Problem of The Day: Total Cost to Hire K Workers

Problem Statement

leetcode problem link

My Solution [TLE]

class Solution:
    def totalCost(self, costs: List[int], k: int, candidates: int) -> int:
        res = 0
        cand_count = 0
        while cand_count < k:
            min_heap = []
            N = len(costs)
            for i in range(min(candidates, N)):
                heapq.heappush(min_heap, (costs[i], i))

            cand_num = 0
            for j in range(len(costs) - 1, -1, -1):
                heapq.heappush(min_heap, (costs[j], j))
                cand_num += 1
                if cand_num == candidates:
                    break

            cost, i = heapq.heappop(min_heap)
            costs.pop(i)
            res += cost
            cand_count += 1

        return res

Editorial

Approach 1: 2 Priority Queues

class Solution:
    def totalCost(self, costs: List[int], k: int, candidates: int) -> int:
        # head_workers stores the first k workers.
        # tail_workers stores at most last k workers without any workers from the first k workers.
        head_workers = costs[:candidates]
        tail_workers = costs[max(candidates, len(costs) - candidates):]
        heapify(head_workers)
        heapify(tail_workers)

        answer = 0
        next_head, next_tail = candidates, len(costs) - 1 - candidates

        for _ in range(k):
            if not tail_workers or head_workers and head_workers[0] <= tail_workers[0]:
                answer += heappop(head_workers)
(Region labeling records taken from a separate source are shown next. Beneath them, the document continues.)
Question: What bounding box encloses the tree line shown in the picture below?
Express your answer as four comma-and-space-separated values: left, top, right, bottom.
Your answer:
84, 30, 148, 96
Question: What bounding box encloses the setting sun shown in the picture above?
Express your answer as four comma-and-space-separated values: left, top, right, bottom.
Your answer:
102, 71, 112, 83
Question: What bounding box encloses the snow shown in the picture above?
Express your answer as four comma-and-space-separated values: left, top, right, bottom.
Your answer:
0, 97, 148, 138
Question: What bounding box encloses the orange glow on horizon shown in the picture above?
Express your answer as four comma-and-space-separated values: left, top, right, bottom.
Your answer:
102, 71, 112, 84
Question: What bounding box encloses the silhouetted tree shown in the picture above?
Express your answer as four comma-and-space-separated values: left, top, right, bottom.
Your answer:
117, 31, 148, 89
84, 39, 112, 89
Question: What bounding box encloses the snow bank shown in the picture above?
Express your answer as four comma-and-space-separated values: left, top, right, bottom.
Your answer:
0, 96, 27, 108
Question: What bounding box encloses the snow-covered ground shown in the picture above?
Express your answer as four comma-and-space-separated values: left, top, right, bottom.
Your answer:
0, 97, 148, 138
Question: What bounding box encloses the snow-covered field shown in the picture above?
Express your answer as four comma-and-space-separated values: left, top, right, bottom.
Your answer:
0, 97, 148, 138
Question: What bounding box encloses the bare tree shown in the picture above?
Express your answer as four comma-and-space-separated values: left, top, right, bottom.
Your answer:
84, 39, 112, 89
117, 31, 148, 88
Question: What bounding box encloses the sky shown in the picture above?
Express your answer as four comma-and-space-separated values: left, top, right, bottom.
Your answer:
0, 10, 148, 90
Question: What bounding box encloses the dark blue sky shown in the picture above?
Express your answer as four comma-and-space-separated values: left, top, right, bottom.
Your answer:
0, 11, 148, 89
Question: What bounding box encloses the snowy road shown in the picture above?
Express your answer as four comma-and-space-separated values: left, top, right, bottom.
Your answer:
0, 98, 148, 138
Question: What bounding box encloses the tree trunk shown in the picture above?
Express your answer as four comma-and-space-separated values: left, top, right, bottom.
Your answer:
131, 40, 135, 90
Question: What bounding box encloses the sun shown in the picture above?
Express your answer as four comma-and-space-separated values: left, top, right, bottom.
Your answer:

                # Only refill the queue if there are workers outside the two queues.
                if next_head <= next_tail:
                    heappush(head_workers, costs[next_head])
                    next_head += 1
            else:
                answer += heappop(tail_workers)

                # Only refill the queue if there are workers outside the two queues.
                if next_head <= next_tail:
                    heappush(tail_workers, costs[next_tail])
                    next_tail -= 1

        return answer

Approach 2: 1 Priority Queue

class Solution:
    def totalCost(self, costs: List[int], k: int, candidates: int) -> int:
        # Add the first k workers with section id of 0 and
        # the last k workers with section id of 1 (without duplication) to pq.
        pq = []
        for i in range(candidates):
            pq.append((costs[i], 0))
        for i in range(max(candidates, len(costs) - candidates), len(costs)):
            pq.append((costs[i], 1))

        heapify(pq)

        answer = 0
        next_head, next_tail = candidates, len(costs) - 1 - candidates

        # Only refill pq if there are workers outside.
        for _ in range(k):
            cur_cost, cur_section_id = heappop(pq)
            answer += cur_cost
            if next_head <= next_tail:
                if cur_section_id == 0:
                    heappush(pq, (costs[next_head], 0))
                    next_head += 1
                else:
                    heappush(pq, (costs[next_tail], 1))
                    next_tail -= 1

        return answer